Lobbying bill should be halted temporarily, not amended, Acevo tells government

Sir Stephen Bubb, head of the charity chief executives body, says there has not been sufficient assurance that the bill will not restrict the sector's duty to speak out

Sir Stephen Bubb
Sir Stephen Bubb

The lobbying bill must be halted for proper scrutiny rather than being amended during its progress through parliament, the Association of Chief Executives of Voluntary Organisations has said in a letter to Tom Brake, the deputy leader of the House of Commons.
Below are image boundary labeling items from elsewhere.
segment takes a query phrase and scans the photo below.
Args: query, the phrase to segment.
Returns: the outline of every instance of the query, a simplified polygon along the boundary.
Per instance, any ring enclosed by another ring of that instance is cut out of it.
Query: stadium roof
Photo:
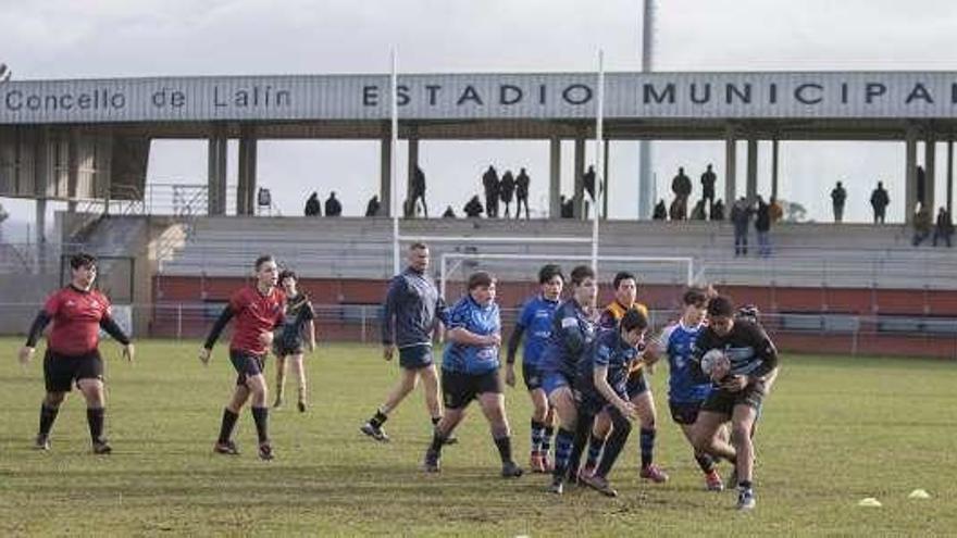
[[[581,136],[597,110],[596,73],[409,74],[398,85],[400,121],[421,138]],[[0,125],[190,137],[254,123],[263,138],[376,138],[389,88],[387,74],[9,82]],[[609,138],[721,138],[743,122],[779,138],[899,139],[915,120],[953,130],[957,72],[608,73],[604,113]]]

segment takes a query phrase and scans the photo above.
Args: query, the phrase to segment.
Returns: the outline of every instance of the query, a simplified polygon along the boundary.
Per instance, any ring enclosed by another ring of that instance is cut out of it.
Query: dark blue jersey
[[[432,279],[412,267],[393,277],[383,309],[382,343],[398,348],[432,343],[438,322],[446,321],[445,302]]]
[[[542,362],[542,353],[551,336],[551,317],[558,310],[559,301],[549,301],[543,296],[529,300],[522,308],[518,325],[525,337],[522,347],[522,362],[537,366]]]
[[[666,327],[654,343],[659,354],[668,355],[668,399],[672,402],[699,402],[711,392],[710,381],[701,383],[692,374],[695,340],[704,328],[704,324],[687,327],[679,322]]]
[[[501,331],[498,304],[482,306],[472,296],[465,296],[452,306],[449,330],[463,328],[475,335],[487,336]],[[448,342],[443,352],[442,367],[463,374],[485,374],[498,370],[498,346],[473,346]]]
[[[778,367],[778,350],[760,325],[745,320],[735,320],[731,330],[718,336],[713,327],[701,330],[695,339],[692,374],[707,378],[701,372],[701,356],[709,350],[720,349],[731,361],[729,375],[761,377]]]
[[[621,337],[618,329],[601,330],[595,341],[588,346],[588,350],[579,362],[579,373],[575,378],[575,388],[584,397],[598,401],[605,400],[601,392],[595,386],[595,368],[606,367],[606,379],[611,389],[622,399],[627,400],[627,375],[631,364],[637,360],[638,350],[630,346]]]
[[[551,317],[551,335],[542,354],[542,370],[574,379],[579,360],[595,339],[595,323],[574,299],[561,303]]]
[[[302,347],[302,330],[306,324],[315,318],[309,296],[300,292],[296,297],[286,297],[286,311],[283,325],[277,335],[285,349]]]

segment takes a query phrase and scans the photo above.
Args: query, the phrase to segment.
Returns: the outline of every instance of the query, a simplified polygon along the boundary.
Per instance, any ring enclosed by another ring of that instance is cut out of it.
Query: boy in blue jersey
[[[542,388],[559,420],[550,487],[550,491],[558,495],[563,491],[567,476],[577,476],[581,452],[574,451],[573,447],[579,414],[572,388],[579,361],[595,339],[595,298],[598,295],[598,281],[592,267],[579,265],[570,276],[572,297],[556,310],[551,335],[542,356]],[[577,445],[584,445],[584,439]]]
[[[522,337],[525,345],[522,349],[522,378],[529,397],[532,398],[532,453],[530,466],[533,473],[547,473],[551,470],[548,451],[555,424],[555,411],[548,405],[548,397],[542,388],[542,352],[551,336],[551,317],[558,310],[564,277],[561,267],[554,264],[543,266],[538,271],[538,285],[542,292],[525,303],[515,322],[515,328],[509,338],[508,356],[506,359],[505,383],[515,386],[515,351]]]
[[[446,413],[425,451],[424,470],[439,471],[443,445],[464,418],[465,408],[477,398],[501,458],[501,476],[522,476],[522,470],[512,461],[511,431],[498,376],[501,320],[492,275],[478,272],[469,277],[469,293],[451,309],[446,336],[449,343],[442,359]]]
[[[664,327],[654,338],[645,351],[648,363],[657,362],[661,355],[668,356],[668,406],[671,418],[681,427],[682,433],[692,446],[692,427],[698,420],[698,410],[711,393],[710,381],[701,383],[692,375],[692,350],[698,335],[705,328],[708,296],[701,288],[691,288],[682,297],[684,310],[678,323]],[[721,491],[724,484],[716,470],[714,459],[695,450],[695,460],[705,473],[705,483],[709,490]]]
[[[409,247],[409,266],[393,277],[383,305],[382,347],[383,358],[391,361],[399,351],[402,368],[398,385],[359,429],[376,441],[389,440],[382,425],[388,414],[415,388],[419,379],[425,386],[425,406],[432,415],[432,424],[442,418],[442,401],[438,396],[438,374],[432,360],[433,333],[446,320],[445,301],[426,273],[428,247],[421,242]],[[453,438],[449,439],[449,442]]]
[[[637,310],[645,314],[646,318],[648,317],[648,308],[637,302],[638,279],[634,274],[626,271],[619,272],[614,275],[612,286],[614,286],[614,300],[605,308],[598,321],[598,325],[602,330],[617,329],[622,316],[629,310]],[[641,426],[638,429],[638,449],[642,467],[638,471],[638,476],[655,484],[666,483],[668,481],[668,473],[655,464],[655,437],[658,433],[658,412],[655,409],[651,388],[645,379],[643,361],[636,361],[632,365],[631,372],[629,372],[627,396],[638,412]],[[585,466],[582,468],[583,474],[588,474],[595,470],[611,426],[611,417],[607,413],[600,413],[595,418],[595,426],[592,428],[592,437],[588,441],[588,456],[585,460]]]
[[[627,310],[617,328],[602,330],[598,335],[579,363],[575,390],[581,435],[576,436],[576,440],[584,442],[598,413],[606,413],[612,424],[601,463],[594,473],[583,474],[579,479],[608,497],[618,496],[608,484],[608,473],[627,441],[632,430],[630,421],[638,418],[637,410],[629,401],[626,386],[629,370],[638,360],[638,345],[647,328],[648,320],[641,311]]]
[[[718,296],[708,302],[708,327],[695,340],[691,372],[698,379],[710,377],[714,388],[701,404],[693,437],[703,452],[734,459],[737,476],[737,508],[755,508],[753,489],[754,441],[751,433],[761,402],[778,373],[778,350],[757,324],[734,318],[734,303]],[[701,358],[710,350],[723,352],[710,375],[701,371]],[[717,435],[731,421],[728,446]]]

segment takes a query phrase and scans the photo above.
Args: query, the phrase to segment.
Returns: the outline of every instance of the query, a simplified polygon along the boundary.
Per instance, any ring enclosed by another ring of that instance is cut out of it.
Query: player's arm
[[[512,335],[509,337],[508,353],[506,354],[505,383],[509,387],[515,386],[515,352],[522,342],[522,335],[525,333],[525,326],[521,323],[515,324]]]
[[[220,313],[220,317],[217,317],[215,323],[213,323],[213,328],[210,329],[210,334],[206,337],[206,342],[203,342],[202,349],[199,351],[199,360],[201,360],[203,364],[209,362],[210,353],[213,350],[213,346],[215,346],[216,340],[220,339],[220,335],[223,333],[223,329],[226,328],[226,325],[229,323],[229,320],[232,320],[234,315],[236,315],[236,312],[233,311],[233,308],[231,305],[226,305]]]
[[[37,312],[37,316],[34,317],[34,323],[30,324],[29,331],[27,333],[26,343],[20,350],[18,359],[22,364],[26,364],[33,359],[34,352],[37,349],[37,340],[40,339],[40,335],[44,334],[44,329],[47,328],[53,316],[46,309]]]
[[[501,335],[493,333],[490,335],[480,335],[472,333],[465,327],[452,327],[447,333],[448,339],[456,343],[464,346],[500,346]]]
[[[100,318],[100,327],[114,340],[123,345],[123,356],[125,356],[127,361],[133,362],[133,343],[129,341],[129,337],[126,333],[123,331],[123,328],[116,324],[116,320],[113,320],[113,316],[111,315],[104,315]]]
[[[385,303],[382,309],[382,348],[383,358],[386,361],[393,359],[396,349],[396,306],[399,303],[400,295],[402,292],[402,283],[403,280],[401,277],[393,278],[393,281],[389,283],[388,290],[386,291]]]

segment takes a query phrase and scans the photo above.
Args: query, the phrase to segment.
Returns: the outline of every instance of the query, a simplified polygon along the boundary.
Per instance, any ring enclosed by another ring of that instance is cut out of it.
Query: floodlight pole
[[[600,200],[605,196],[605,189],[601,188],[605,178],[602,166],[605,152],[602,151],[602,142],[605,138],[605,52],[598,50],[598,103],[597,113],[595,114],[595,160],[597,161],[595,177],[595,200],[592,211],[592,270],[598,273],[598,211],[601,208]]]
[[[399,146],[399,107],[398,107],[399,85],[398,85],[398,72],[396,70],[398,54],[396,52],[395,47],[393,47],[391,55],[393,55],[393,58],[391,58],[393,71],[391,71],[391,76],[389,77],[390,86],[391,86],[390,91],[389,91],[389,93],[391,95],[391,98],[389,99],[390,109],[391,109],[391,140],[389,141],[389,143],[391,145],[391,151],[389,151],[389,159],[390,159],[390,163],[391,163],[389,166],[389,205],[390,205],[389,211],[391,212],[391,215],[393,215],[393,274],[398,275],[399,268],[400,268],[400,261],[399,261],[400,252],[399,252],[399,209],[398,209],[398,203],[396,203],[397,199],[398,199],[397,191],[396,191],[396,166],[397,166],[396,153],[399,150],[399,148],[398,148],[398,146]]]

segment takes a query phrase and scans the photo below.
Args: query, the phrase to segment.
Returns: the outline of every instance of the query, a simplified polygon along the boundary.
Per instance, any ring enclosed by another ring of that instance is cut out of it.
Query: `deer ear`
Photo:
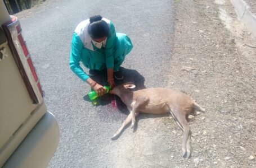
[[[126,86],[126,87],[128,88],[135,88],[136,87],[136,86],[135,86],[135,85],[133,85],[133,84],[129,84],[129,85],[127,85]]]

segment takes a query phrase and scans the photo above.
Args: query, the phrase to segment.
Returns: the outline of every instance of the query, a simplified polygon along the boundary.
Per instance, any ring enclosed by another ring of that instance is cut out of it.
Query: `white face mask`
[[[106,39],[105,40],[101,41],[101,42],[97,42],[95,41],[95,40],[92,40],[92,43],[93,43],[94,45],[95,45],[97,48],[101,49],[102,47],[102,45],[104,47],[106,46],[106,41],[107,41],[107,39]]]

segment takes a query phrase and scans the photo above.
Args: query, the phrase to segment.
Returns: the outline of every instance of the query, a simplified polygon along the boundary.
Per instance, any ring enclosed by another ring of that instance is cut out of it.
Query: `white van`
[[[0,0],[0,167],[46,167],[59,142],[18,19]]]

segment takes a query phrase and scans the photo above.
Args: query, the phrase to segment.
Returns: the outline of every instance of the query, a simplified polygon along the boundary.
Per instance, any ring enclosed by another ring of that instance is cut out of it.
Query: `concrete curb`
[[[235,7],[238,19],[256,37],[256,17],[248,10],[250,7],[243,0],[231,0]]]

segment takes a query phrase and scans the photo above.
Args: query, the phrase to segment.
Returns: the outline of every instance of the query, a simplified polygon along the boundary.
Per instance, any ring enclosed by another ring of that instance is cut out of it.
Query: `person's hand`
[[[97,92],[97,94],[99,96],[102,96],[106,91],[106,88],[105,88],[102,86],[96,83],[92,88]]]
[[[109,82],[109,85],[111,89],[113,89],[115,86],[115,81],[114,81],[114,79],[111,79],[110,80],[107,80],[107,82]]]

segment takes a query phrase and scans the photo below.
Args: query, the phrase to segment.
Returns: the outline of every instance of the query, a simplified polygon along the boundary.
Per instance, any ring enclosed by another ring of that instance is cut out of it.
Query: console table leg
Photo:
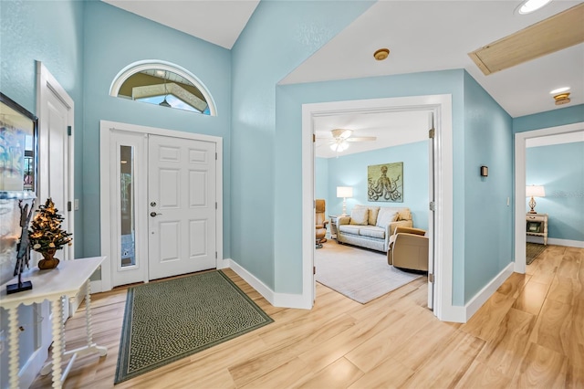
[[[53,387],[60,388],[61,359],[63,357],[63,300],[51,301],[53,310]]]
[[[18,308],[11,308],[8,310],[8,349],[10,350],[9,370],[10,370],[10,387],[18,389]]]

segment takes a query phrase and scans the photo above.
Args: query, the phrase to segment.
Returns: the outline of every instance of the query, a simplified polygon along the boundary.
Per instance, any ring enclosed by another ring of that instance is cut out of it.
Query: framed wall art
[[[403,203],[403,163],[367,166],[367,200]]]
[[[0,92],[0,197],[36,192],[36,117]]]

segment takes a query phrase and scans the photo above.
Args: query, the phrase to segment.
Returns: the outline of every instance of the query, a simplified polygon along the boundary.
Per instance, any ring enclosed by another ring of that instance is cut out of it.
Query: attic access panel
[[[584,3],[468,53],[485,76],[584,42]]]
The Transparency of Lobbying, Non-Party Campaigning and Trade Union Administration Bill contains proposals to make it a criminal offence to spend more than £390,000 on campaigns that affect European, national and local elections in the year before those elections.

Charities have warned that the definition of election campaigning is so wide that it could catch many legitimate charitable activities, and that elections are so frequent that the new law would effectively stop many charities campaigning altogether.

Brake, the Liberal Democrat MP for Carshalton and Wallington, has already promised that the government will bring an amendment to the bill in the next few weeks, before the report stage of the bill begins on 8 October, and will hold discussions with the National Council of Voluntary Organisations and the Electoral Commission before that amendment is published.

But in his letter to Brake, Sir Stephen Bubb, chief executive of Acevo, says the bill’s progress should be stopped. Bubb says he feels that "the government has yet to sufficiently assure civil society that the bill will not impinge on its duty to speak out on behalf of the people, communities and causes that it serves" and that "this bill’s progress must be halted, temporarily, to allow for proper pre-legislative scrutiny".

"The bill has been rushed through parliament so fast that it is neither liberal nor democratic, and it creates more problems than it solves," Bubb says in the letter. "As it stands, it entrenches a presumption that ‘lobbying’ is not a normal element of democracy, while doing little to make 98 per cent of lobbying meetings more transparent.

"It will instead punish civil society for damage to public trust and democracy caused by politicians, political parties and corporate lobbying," he says. "The bill will only achieve its aims after proper, wide-ranging consultation, rather than minor amendments in favour of charities."